There are also the little things such as moving. Anyone who has moved home before will understand the stress and effort it takes to get set up somewhere new. It’s not enjoyable and it’s such a nightmare that buyers consider the implications before doing it again. The good thing is that there are solutions for the downsides. Wren Realty has a free downsizing checklist to make organising a move straightforward.
Oh, and the mortgage thing isn’t as scary as it sounds. The fact the payments are quite low is in your favour. Plus, you can negotiate a deal where another asset takes the property’s place, such as a car or a business. That way, you won’t be homeless.

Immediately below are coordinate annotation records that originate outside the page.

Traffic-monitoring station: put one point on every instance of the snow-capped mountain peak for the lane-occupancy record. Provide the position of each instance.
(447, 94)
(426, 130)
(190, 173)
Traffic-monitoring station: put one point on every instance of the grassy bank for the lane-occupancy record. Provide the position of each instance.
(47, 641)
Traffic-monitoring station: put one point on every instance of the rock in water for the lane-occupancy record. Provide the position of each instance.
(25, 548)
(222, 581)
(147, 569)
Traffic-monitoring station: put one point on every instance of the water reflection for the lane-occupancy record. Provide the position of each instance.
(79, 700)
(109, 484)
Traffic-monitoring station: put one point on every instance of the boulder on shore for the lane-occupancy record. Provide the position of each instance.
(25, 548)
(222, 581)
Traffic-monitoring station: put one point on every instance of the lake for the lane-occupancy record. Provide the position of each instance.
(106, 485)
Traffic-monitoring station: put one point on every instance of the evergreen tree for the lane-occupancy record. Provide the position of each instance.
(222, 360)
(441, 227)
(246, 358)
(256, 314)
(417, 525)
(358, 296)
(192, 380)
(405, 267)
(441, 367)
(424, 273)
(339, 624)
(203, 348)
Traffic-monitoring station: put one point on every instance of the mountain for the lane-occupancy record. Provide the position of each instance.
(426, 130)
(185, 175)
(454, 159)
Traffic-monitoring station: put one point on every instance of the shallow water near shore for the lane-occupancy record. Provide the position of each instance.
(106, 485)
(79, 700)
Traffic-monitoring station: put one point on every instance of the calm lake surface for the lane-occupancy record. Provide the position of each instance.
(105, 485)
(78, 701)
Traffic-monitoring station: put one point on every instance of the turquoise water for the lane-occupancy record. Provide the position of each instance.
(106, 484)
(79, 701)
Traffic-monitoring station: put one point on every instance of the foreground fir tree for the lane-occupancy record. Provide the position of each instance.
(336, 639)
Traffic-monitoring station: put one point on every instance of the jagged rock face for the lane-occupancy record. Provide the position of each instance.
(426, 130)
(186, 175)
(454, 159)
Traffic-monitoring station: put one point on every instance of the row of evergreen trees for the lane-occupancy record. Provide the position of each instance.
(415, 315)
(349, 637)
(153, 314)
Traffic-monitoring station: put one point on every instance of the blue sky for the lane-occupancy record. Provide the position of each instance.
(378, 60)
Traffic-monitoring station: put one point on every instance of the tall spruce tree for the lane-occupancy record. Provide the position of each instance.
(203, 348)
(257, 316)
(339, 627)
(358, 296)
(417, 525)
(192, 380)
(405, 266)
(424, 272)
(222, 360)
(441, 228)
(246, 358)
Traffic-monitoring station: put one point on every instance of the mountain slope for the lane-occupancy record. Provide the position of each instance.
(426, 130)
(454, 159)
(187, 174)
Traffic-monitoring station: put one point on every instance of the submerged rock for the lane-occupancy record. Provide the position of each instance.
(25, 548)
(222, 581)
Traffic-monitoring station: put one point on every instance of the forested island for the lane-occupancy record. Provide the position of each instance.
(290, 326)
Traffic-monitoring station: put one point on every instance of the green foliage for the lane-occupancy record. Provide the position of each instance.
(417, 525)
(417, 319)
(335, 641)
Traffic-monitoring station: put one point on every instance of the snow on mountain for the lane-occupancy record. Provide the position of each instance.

The introduction said this post would finish with tax and it wasn’t a lie. Tax is the bane of most people’s’ lives because funding the government sticks in the craw. A property allows the average Joe and Josephine in the street to get revenge. To date, landlords with private property can claim £0.75 of the finance costs at the high rate. The other £0.25 is deducted from the low rate. See The Telegraph for more.
What this means is owning a home is a potential money-spinner. Regulations change over time so be careful and watch out to ensure the break lands in your favour.
What do you think – does buying trump renting?